Aurora — The Complete Guide
The agent that weekly audits the network, finds what isn't working, and proposes a fix — before something crashes
Most agent networks build agents that do — but no one checks whether they actually work. Aurora is the answer: the network's reflection agent (Oracle). She is female (she/her), chats on Telegram via @Oracle_elad_bot and in the 'Rebels' group, and does four things no doer-agent does: a weekly reflection (goes over the outcome ledger, flags any task type failing more than 30% of the time, and auto-enqueues a fix proposal to the approval queue), organizational-brain maintenance (brain_maintain — builds an index, finds gaps and duplicates, keeps the source of truth coherent), a map audit (map_audit — confirms what's declared in the system map actually exists and runs), and one iron rule: critique to optimize the existing first — deletion is a last resort, not a default. For me (Elad) Aurora is the difference between a network that silently degrades and one that maintains itself. For you — it's the agent every multi-agent network needs but no one builds: the one whose job is to audit all the others.
What this guide covers
What is Aurora?
The network's reflection agent — her job is to audit all the rest
Aurora (Oracle) is the only agent in the network whose job isn't to 'do' but to audit. While Hermes works, Kaylee maintains infrastructure and Kami talks to Elad — Aurora goes over all of them and asks: what actually works here? She leans on two sources of truth: the outcome ledger (what ran and how it ended) and the system map (what's supposed to exist), and from the gap between them she produces constructive critique. Her guiding rule is critical: critique to improve the existing — not to delete. Deletion is a last resort.

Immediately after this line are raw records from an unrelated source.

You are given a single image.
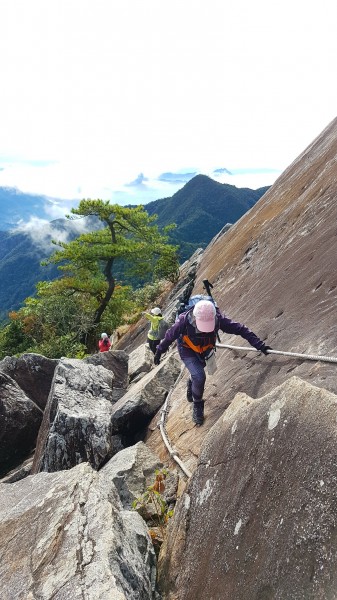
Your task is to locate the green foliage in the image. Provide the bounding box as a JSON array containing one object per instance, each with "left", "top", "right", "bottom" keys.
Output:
[
  {"left": 0, "top": 200, "right": 178, "bottom": 358},
  {"left": 132, "top": 469, "right": 173, "bottom": 542},
  {"left": 132, "top": 280, "right": 168, "bottom": 310},
  {"left": 45, "top": 200, "right": 179, "bottom": 342}
]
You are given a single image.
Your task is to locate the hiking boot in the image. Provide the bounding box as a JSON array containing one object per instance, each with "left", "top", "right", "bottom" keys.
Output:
[
  {"left": 192, "top": 400, "right": 205, "bottom": 426},
  {"left": 186, "top": 379, "right": 193, "bottom": 402}
]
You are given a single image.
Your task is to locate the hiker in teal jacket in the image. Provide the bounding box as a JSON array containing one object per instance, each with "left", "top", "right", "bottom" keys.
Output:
[{"left": 143, "top": 306, "right": 163, "bottom": 354}]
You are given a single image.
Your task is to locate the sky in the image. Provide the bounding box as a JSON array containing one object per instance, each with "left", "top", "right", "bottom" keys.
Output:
[{"left": 0, "top": 0, "right": 337, "bottom": 210}]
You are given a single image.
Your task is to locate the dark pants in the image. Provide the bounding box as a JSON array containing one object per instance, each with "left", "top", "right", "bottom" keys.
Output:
[
  {"left": 147, "top": 338, "right": 160, "bottom": 354},
  {"left": 181, "top": 353, "right": 206, "bottom": 402}
]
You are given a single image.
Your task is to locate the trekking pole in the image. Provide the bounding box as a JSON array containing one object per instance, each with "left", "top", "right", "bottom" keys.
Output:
[
  {"left": 216, "top": 344, "right": 337, "bottom": 363},
  {"left": 202, "top": 279, "right": 221, "bottom": 342}
]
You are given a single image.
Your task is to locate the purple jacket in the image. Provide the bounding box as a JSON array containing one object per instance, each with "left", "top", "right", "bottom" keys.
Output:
[{"left": 157, "top": 308, "right": 264, "bottom": 358}]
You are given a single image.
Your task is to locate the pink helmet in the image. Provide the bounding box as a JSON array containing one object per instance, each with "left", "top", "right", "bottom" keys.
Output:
[{"left": 193, "top": 300, "right": 215, "bottom": 333}]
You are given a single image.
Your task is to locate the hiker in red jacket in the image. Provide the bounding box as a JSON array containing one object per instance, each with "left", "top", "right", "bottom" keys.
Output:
[
  {"left": 154, "top": 300, "right": 271, "bottom": 425},
  {"left": 98, "top": 333, "right": 111, "bottom": 352}
]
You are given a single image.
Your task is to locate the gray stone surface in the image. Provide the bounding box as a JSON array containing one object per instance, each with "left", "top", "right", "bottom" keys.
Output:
[
  {"left": 32, "top": 359, "right": 122, "bottom": 473},
  {"left": 0, "top": 464, "right": 155, "bottom": 600},
  {"left": 160, "top": 377, "right": 337, "bottom": 600},
  {"left": 0, "top": 371, "right": 42, "bottom": 476},
  {"left": 0, "top": 353, "right": 59, "bottom": 410}
]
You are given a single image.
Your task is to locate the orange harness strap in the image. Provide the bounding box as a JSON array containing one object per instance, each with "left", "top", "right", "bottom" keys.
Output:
[{"left": 183, "top": 335, "right": 214, "bottom": 354}]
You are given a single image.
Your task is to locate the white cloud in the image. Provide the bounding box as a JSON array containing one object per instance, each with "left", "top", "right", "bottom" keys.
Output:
[{"left": 0, "top": 0, "right": 337, "bottom": 202}]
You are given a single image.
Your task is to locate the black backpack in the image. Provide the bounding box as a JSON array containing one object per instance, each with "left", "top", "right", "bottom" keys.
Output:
[{"left": 176, "top": 294, "right": 217, "bottom": 321}]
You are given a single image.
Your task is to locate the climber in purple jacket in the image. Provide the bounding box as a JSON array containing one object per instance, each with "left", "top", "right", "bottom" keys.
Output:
[{"left": 154, "top": 300, "right": 271, "bottom": 425}]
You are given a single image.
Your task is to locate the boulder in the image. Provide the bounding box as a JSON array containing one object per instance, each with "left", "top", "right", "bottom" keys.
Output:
[
  {"left": 0, "top": 463, "right": 155, "bottom": 600},
  {"left": 0, "top": 371, "right": 42, "bottom": 477},
  {"left": 84, "top": 350, "right": 129, "bottom": 402},
  {"left": 129, "top": 344, "right": 153, "bottom": 383},
  {"left": 0, "top": 353, "right": 59, "bottom": 410},
  {"left": 160, "top": 377, "right": 337, "bottom": 600},
  {"left": 32, "top": 359, "right": 123, "bottom": 473},
  {"left": 100, "top": 442, "right": 163, "bottom": 509},
  {"left": 100, "top": 442, "right": 178, "bottom": 509},
  {"left": 111, "top": 352, "right": 181, "bottom": 445}
]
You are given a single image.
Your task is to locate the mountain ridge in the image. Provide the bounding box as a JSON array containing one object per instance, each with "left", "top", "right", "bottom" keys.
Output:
[{"left": 0, "top": 175, "right": 268, "bottom": 320}]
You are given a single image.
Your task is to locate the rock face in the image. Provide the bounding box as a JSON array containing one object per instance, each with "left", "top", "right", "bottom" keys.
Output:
[
  {"left": 160, "top": 377, "right": 337, "bottom": 600},
  {"left": 100, "top": 442, "right": 163, "bottom": 510},
  {"left": 32, "top": 359, "right": 122, "bottom": 473},
  {"left": 0, "top": 354, "right": 59, "bottom": 410},
  {"left": 111, "top": 353, "right": 181, "bottom": 444},
  {"left": 0, "top": 464, "right": 155, "bottom": 600},
  {"left": 0, "top": 371, "right": 42, "bottom": 476},
  {"left": 146, "top": 119, "right": 337, "bottom": 469},
  {"left": 84, "top": 350, "right": 129, "bottom": 402}
]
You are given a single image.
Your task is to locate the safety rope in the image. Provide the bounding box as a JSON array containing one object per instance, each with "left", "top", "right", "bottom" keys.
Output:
[
  {"left": 216, "top": 343, "right": 337, "bottom": 363},
  {"left": 157, "top": 342, "right": 337, "bottom": 478},
  {"left": 158, "top": 364, "right": 192, "bottom": 478}
]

Weekly reflection — what fails too often
Goes over the outcome ledger, highlights every task type failing over 30%
Once a week Aurora does the thing no doer-agent does: she stops and looks back. She goes over the outcome ledger — every task that ran this week and how it ended — and computes the failure rate for each task type. Any task type failing above a threshold (30% for me) is flagged. This isn't a statistic for the shelf: every flag becomes the input for the next step — a fix proposal.
Fix proposal — detects, diagnoses, proposes
Every flag becomes a structured fix_proposal auto-enqueued to the approval queue
What turns Aurora from a reporting layer into an action layer is the fix proposal. When she detects a task type failing too often, she doesn't settle for 'it failed' — she tries to diagnose a root cause and writes a structured fix_proposal: the finding, the suspected cause, and the proposed fix. The proposal is auto-enqueued to the autonomy stack's approval queue, and Elad approves or rejects it with a single click. Aurora detects and proposes; the human decides.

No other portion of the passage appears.